O n. 10 do art. 32º da Constituição, garante aos arguidos em quaisquer processos de natureza sancionatória os direitos de audiência e de defesa. Significa ser inconstitucional a aplicação de qualquer tipo de sanção, contra - ordenacional, administrativa, fiscal, laboral disciplinar ou qualquer outra, sem que o arguido seja previamente ouvido e possa defender-se das imputações que lhe são feitas. A defesa pressupõe a prévia acusação, pois que só há defesa perante uma acusação. A constituição proíbe absolutamente a aplicação de qualquer tipo de sanção sem que ao arguido seja garantida a possibilidade de se defender. O direito de se defender é por muitos considerado um princípio natural de qualquer tipo de processo, uma exigência fundamental do Estado de Direito material [ Veja-se neste sentido, segundo texto que reproduzimos, as anotações do Profº Jorge Miranda ao art. 32º da Constituição, na edição de 2005.]

Do exposto resulta que as diferenças entre o processo penal e processo contra –ordenacional são de monta.

Ao primeiro são garantidas todas as defesas, sem excepção das que estão contempladas no preceito constitucional, como seja presunção de inocência, defesa oficiosa, instrução, audiência de julgamento necessária, presença do arguido, critérios apertados de obtenção de prova, intervenção necessária de um tribunal, etc.

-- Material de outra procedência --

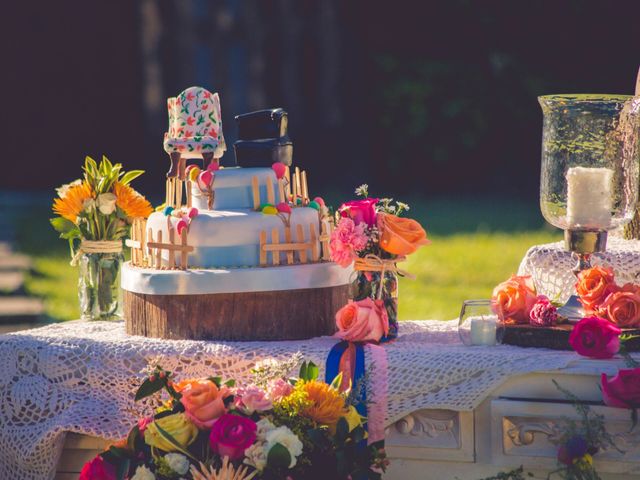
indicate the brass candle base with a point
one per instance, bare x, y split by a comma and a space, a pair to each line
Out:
584, 242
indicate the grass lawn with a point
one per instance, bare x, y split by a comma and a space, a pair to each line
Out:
476, 243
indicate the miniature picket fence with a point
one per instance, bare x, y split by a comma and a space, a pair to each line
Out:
298, 251
288, 189
147, 251
174, 192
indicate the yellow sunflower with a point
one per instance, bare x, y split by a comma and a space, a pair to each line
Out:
326, 404
71, 203
131, 202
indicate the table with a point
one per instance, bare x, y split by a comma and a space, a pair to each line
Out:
452, 410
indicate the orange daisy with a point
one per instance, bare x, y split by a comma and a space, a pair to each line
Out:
131, 202
71, 203
326, 404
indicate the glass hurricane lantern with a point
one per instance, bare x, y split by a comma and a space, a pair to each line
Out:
589, 172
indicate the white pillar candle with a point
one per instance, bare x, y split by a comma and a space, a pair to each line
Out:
589, 197
483, 331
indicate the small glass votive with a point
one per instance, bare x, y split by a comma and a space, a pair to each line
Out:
481, 323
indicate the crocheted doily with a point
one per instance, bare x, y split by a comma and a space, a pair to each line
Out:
81, 377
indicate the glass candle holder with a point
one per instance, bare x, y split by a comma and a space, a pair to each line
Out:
481, 323
589, 174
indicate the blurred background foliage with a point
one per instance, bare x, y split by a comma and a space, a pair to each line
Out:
433, 102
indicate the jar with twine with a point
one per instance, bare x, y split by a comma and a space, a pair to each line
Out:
99, 292
377, 278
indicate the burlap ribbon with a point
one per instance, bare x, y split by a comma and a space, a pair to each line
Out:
96, 246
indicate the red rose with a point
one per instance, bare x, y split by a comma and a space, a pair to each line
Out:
360, 211
595, 337
623, 390
231, 435
97, 469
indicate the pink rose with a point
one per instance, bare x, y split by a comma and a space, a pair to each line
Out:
623, 390
362, 321
279, 389
203, 401
595, 337
346, 240
252, 399
622, 307
543, 313
97, 469
143, 422
360, 211
515, 297
231, 435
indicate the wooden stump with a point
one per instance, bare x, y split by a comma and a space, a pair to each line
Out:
277, 315
556, 338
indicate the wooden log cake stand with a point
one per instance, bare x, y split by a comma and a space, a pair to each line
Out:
276, 303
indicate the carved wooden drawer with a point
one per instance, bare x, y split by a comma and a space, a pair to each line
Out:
432, 435
522, 433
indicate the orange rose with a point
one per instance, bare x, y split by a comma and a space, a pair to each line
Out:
400, 236
515, 297
623, 308
593, 287
203, 401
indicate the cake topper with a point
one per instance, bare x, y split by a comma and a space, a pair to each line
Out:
263, 138
195, 129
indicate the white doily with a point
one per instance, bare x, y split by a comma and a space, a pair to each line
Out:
81, 377
551, 266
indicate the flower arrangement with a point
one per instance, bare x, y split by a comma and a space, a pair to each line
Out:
94, 214
371, 234
275, 428
597, 291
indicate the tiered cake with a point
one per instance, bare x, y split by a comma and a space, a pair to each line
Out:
235, 253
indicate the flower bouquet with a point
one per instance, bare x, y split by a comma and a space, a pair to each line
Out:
371, 234
275, 428
95, 214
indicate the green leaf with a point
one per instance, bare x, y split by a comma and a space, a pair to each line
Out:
312, 371
174, 442
149, 388
342, 430
62, 225
128, 177
279, 457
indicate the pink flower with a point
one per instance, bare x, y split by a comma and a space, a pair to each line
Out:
362, 321
595, 337
231, 435
97, 469
143, 422
623, 390
346, 240
252, 399
543, 313
360, 211
279, 389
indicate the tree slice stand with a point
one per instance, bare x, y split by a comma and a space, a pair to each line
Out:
254, 304
556, 338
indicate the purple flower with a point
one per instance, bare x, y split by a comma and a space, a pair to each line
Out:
543, 313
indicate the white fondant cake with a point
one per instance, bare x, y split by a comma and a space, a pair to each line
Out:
231, 238
234, 253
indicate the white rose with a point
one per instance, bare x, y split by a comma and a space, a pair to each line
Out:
285, 437
107, 203
177, 462
256, 456
143, 473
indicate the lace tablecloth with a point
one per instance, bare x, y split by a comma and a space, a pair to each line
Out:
551, 266
81, 377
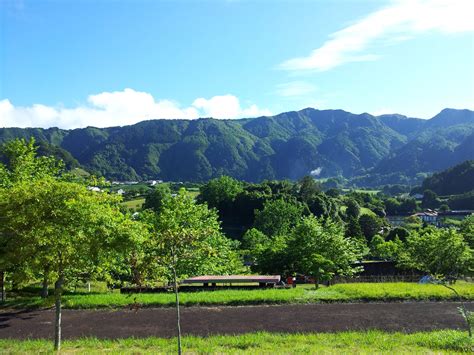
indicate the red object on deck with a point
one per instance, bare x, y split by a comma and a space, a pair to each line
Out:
272, 279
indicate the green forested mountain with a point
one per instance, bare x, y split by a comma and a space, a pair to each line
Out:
454, 181
288, 145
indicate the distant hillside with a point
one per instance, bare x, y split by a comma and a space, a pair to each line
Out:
286, 146
453, 181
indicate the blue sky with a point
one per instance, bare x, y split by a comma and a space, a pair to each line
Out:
103, 63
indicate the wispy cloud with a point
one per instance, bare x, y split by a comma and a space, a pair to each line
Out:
122, 108
399, 21
295, 89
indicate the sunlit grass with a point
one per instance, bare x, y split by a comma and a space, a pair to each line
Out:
393, 291
446, 341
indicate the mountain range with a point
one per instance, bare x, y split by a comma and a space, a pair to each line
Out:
327, 143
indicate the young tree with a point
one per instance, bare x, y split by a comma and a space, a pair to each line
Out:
21, 163
386, 250
318, 248
278, 216
61, 226
370, 225
442, 253
188, 242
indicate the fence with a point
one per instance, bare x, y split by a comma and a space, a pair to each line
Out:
377, 278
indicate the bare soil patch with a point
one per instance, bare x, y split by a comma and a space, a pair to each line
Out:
203, 321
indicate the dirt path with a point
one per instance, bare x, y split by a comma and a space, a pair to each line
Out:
407, 317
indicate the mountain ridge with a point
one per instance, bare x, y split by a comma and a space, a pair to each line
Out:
288, 145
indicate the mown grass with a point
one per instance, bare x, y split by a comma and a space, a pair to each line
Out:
356, 292
445, 341
134, 204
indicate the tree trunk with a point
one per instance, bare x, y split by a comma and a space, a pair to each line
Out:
44, 289
178, 318
58, 289
2, 286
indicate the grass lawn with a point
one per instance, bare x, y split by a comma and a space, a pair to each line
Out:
447, 341
363, 210
397, 291
134, 204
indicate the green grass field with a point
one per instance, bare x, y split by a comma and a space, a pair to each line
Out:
439, 342
363, 210
134, 204
356, 292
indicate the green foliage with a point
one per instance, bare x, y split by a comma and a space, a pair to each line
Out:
308, 188
22, 163
443, 253
353, 209
60, 226
370, 225
278, 216
398, 232
453, 181
289, 145
318, 248
430, 200
187, 238
156, 198
386, 250
218, 193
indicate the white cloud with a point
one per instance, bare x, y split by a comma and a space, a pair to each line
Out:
122, 108
295, 89
397, 22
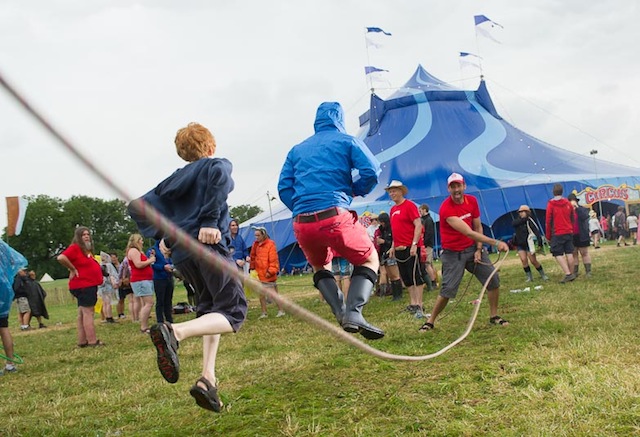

Ao segundo apenas a necessária audição e possibilidade de defesa.

Porventura ciente deste dever constitucional, o Dec. Lei nº 244/95 de 14 de Setembro que alterou regime geral das contra-ordenações reforçou os direitos e garantias dos arguidos, destacando a fixação de regras sobre a atenuação especial da coima e a previsão de tal atenuação nos casos de tentativa e cumplicidade, bem como a revisão do regime das sanções acessórias, estabelecendo com rigor os respectivos pressupostos e, em especial, fazendo depender a sua aplicação de uma ligação relevante com a prática da contra-ordenação.

A constitucionalidade do regime de contra-ordenações, está desde logo assegurada pelo art. 50º ao estabelecer que não é permitida a aplicação de uma coima ou de uma sanção acessória sem antes se ter assegurado ao arguido a possibilidade de, num prazo razoável, se pronunciar sobre a contra-ordenação que lhe é imputada e sobre a sanção ou sanções em que incorre.

E em perfeita sintonia com o disposto no art. 50-A do regime geral das contra- ordenações sobre o pagamento voluntário da coima, com certeza de absoluta constitucionalidade, surge o art. 175º n.4 do Código da Estrada a garantir a defesa restrita à gravidade da infracção e à sanção de inibição de conduzir aplicável.
No regime geral das contra-ordenações, porque não jogam necessariamente todos os direitos constitucionais do art. 32, o arguido pode aceitar que cometeu a infracção e por isso ser condenado. Ao aceitar passivamente a comissão da infracção não perde o direito de defesa sobre a sanção acessória.
Do exposto resulta que o arguido quando procedeu ao pagamento voluntário da coima, aceitou a comissão da infracção e a partir desta fase podia e devia defender-se da medida da aplicação da sanção acessória, como efectivamente o fez. Simplesmente como não podia beneficiar da medida excepcional de suspensão desta, oportunamente apreciada pela entidade administrativa e em recurso por autoridade judicial, viu aplicada a medida acessória na medida proporcional à gravidade da infracção.
Foram-lhe garantidos o direito de audiência e de defesa em estrito cumprimento do art. 32º n.10 da Constituição.
Pelo exposto concluímos que o art. 175º n.4 do Código da Estrada não padece de qualquer inconstitucionalidade com o leitura que mereceu na sentença recorrida e como tal o recorrente depois de paga voluntariamente a coima apenas pode apresentar defesa restrita à gravidade da infracção e à sanção de inibição de conduzir aplicável, sem discutir a verificação da infracção a qual está necessariamente assumida como tendo ocorrido.

Termos em que se acorda negar provimento ao recurso.

Custas pelo recorrente – 6 UC de taxa de justiça.